Помощник нотариуса поклонился барышням и даже приостановился посреди улицы, чтобы обозреть венгерские башмачки панны Евфемии.

— Бедный человек этот столяр! — заметила Мадзя. — Он с горя заломил такую цену… Вот что, Фемця, мы займемся партами позже, а сейчас давай посмотрим помещение. Кажется, на старом постоялом дворе есть две огромные комнаты…

— Ах, дорогая, только не сегодня, — решительно заявила панна Евфемия. — Я умру, если мне придется еще смотреть на эту грязь.

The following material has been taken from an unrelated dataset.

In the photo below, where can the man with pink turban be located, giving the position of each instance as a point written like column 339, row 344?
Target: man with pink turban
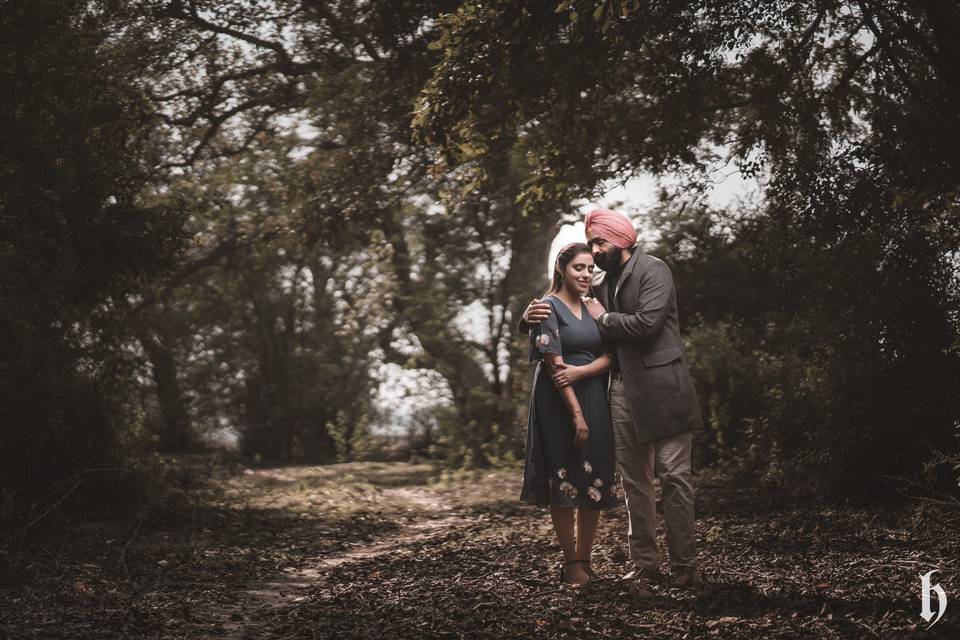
column 652, row 400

— С прогулки возвращаетесь? — спросил пан Ментлевич, который вынырнул вдруг из-за угла дома Эйзенмана, самого известного в Иксинове торговца колониальными, скобяными и мануфактурными товарами.

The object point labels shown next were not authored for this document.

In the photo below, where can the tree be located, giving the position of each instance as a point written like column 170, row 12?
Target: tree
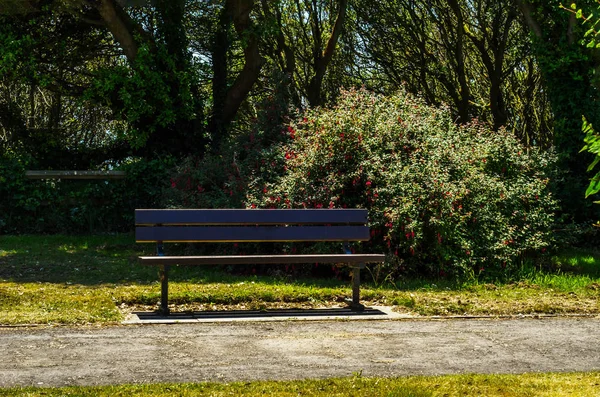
column 473, row 55
column 568, row 72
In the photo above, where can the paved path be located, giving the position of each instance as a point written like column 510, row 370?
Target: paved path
column 294, row 350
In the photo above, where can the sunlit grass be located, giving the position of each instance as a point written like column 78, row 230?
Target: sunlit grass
column 96, row 279
column 543, row 385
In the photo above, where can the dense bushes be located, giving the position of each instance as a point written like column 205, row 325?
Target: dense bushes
column 442, row 199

— Скажите лучше, сударь, из дантова ада! — воскликнула панна Евфемия. — Какая грязь, какие люди! Дайте мне, пожалуйста, руку… Ах, нет, нет! Только кончики пальцев, чтобы можно было перейти… Мадзя, иди вперед, а пан Ментлевич будет нам показывать дорогу, потому что… ах, ах, пан Ментлевич, держите меня!

И, все откровеннее выставляя напоказ свои башмачки, прелестная Евфемия подала пану Ментлевичу пальчики, как в менуэте. Порой она покачивалась, надо сказать, на совершенно ровном месте, а пан Ментлевич таял от наслаждения, чувствуя на своих грубых пальцах пожатие ее пальчиков.

Не успели они выйти на площадь, как из аптеки выбежал пан Круковский и, размахивая издали светлой шляпой, закричал:

— Здравствуйте, господа! Какая счастливая случайность!

— Ах, пан Ментлевич, вот уж не думала, что вы так неучтивы. Подайте же руку Мадзе, видите, какую она выбрала плохую дорогу, — сказала вполголоса панна Евфемия. И с торжеством убедилась, что приказ ее был выполнен незамедлительно. Пан Ментлевич в мгновение ока подскочил к Мадзе и с необыкновенной ловкостью и с не меньшим самопожертвованием стал переводить ее по камешкам на другую сторону огромной лужи.

— Пан Круковский, переведите же панну Евфемию! — сказал Ментлевич пану Людвику, который, несколько растерявшись, подошел к дочке заседателя.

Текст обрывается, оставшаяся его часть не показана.